Design guidelines describe patterns based on specific use cases. Patterns are associated with blueprints (documented, accessible CSS). Consumers use blueprints to build web and native applications with the Lightning Experience. Design guidelines address big-picture questions about the Salesforce user experience, such as: How is data displayed? How is data entered? How is search handled? How does the UI indicate that information is loading? SLDS has two types of design guidelines.

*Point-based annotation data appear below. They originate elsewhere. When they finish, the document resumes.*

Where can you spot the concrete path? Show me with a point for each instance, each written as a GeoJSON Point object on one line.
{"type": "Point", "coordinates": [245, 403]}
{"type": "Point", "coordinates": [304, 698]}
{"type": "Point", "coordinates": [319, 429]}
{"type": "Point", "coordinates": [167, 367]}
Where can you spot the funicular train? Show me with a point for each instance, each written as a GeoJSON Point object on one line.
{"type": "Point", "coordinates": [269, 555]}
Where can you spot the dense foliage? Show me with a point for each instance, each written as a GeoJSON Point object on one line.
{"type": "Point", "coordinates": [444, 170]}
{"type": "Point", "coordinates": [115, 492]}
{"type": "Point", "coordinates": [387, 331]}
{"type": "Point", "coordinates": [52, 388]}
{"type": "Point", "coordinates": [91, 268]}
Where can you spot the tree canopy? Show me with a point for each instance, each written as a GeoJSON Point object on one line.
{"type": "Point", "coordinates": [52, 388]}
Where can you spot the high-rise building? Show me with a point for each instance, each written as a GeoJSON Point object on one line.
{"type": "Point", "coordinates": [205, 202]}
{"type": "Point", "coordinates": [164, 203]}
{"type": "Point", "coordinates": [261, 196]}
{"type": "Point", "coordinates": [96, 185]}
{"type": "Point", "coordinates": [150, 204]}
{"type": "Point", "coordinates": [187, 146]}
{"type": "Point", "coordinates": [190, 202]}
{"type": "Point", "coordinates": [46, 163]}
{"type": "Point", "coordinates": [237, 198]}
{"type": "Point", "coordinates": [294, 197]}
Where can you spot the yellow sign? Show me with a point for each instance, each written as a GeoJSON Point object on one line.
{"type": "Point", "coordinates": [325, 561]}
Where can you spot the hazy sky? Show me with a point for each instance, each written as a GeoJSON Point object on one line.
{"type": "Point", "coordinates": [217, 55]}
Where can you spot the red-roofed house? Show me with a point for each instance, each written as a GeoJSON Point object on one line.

  • Blueprints, a type of design guideline, are static, framework-independent, accessible HTML and CSS for UI elements such as checkboxes, page headers, and dynamic menus. Developers use blueprints to build components. (The full name for blueprints is component blueprints. People often refer to them as just components, but that’s not entirely accurate. Components are generally fully functional, but the HTML5 and CSS in SLDS are static. You must integrate an SLDS blueprint with a JavaScript framework before a user can interact with it.)
  • Tokens, another type of design guideline, are named entities that store visual design attributes. At Salesforce, we use them in place of hard-coded values (such as hex values for color or pixel values for spacing). Tokens help us maintain a scalable and consistent UI. Using design tokens can save designers time and help maintain consistency. More importantly, when a designer uses a token, each instance of it is automatically updated every time that token is updated in SLDS, with no manual updates required. Using tokens to represent design attributes makes it easy for the design system team to update and scale design elements across web and native applications.

More Resources

SLDS also includes:

  • Tools such as APIs, plug-ins, and design kits that make building with SLDS faster and easier.
  • Voice and tone guidelines for making Salesforce content clear, consistent, and appealing, whether in an app or online. These guidelines apply to all Salesforce text, from official communications to on-screen instructions and error messages.
  • Accessibility guidelines that help people with disabilities perceive, understand, navigate, interact with, and contribute to Salesforce applications. All Salesforce applications strive to meet the WC3 WCAG 2.0 AA industry standard to be perceivable, operable, understandable, and robust for all users. Some examples include:

    • Providing keyboard interaction alternatives for all mouse-based actions
    • Properly labelling all form fields and buttons
    • Providing text-based alternatives for all images, videos, icons, and SVGs

Each SLDS component must convey its identity, operation model, and state to assistive technologies, and must use ARIA markup to identify itself to users of assistive technologies. To learn more about accessibility, explore the resources below.

The Future of SLDS

A futuristic space station named SLDS

Salesforce is an industry leader in the design system space. SLDS was the world’s first open-source enterprise design system. Today, the SLDS team is asking questions like these about the next-generation design system: How might a design system use artificial intelligence? Can we make it possible for anyone to use Lightning Web components on any JavaScript platform? Can we do it without rewriting code? How can multiple design systems build on each other, extending use cases to other themes?

Whatever the answers, questions will continue to arise. We hope you join us on the journey as SLDS continues to evolve.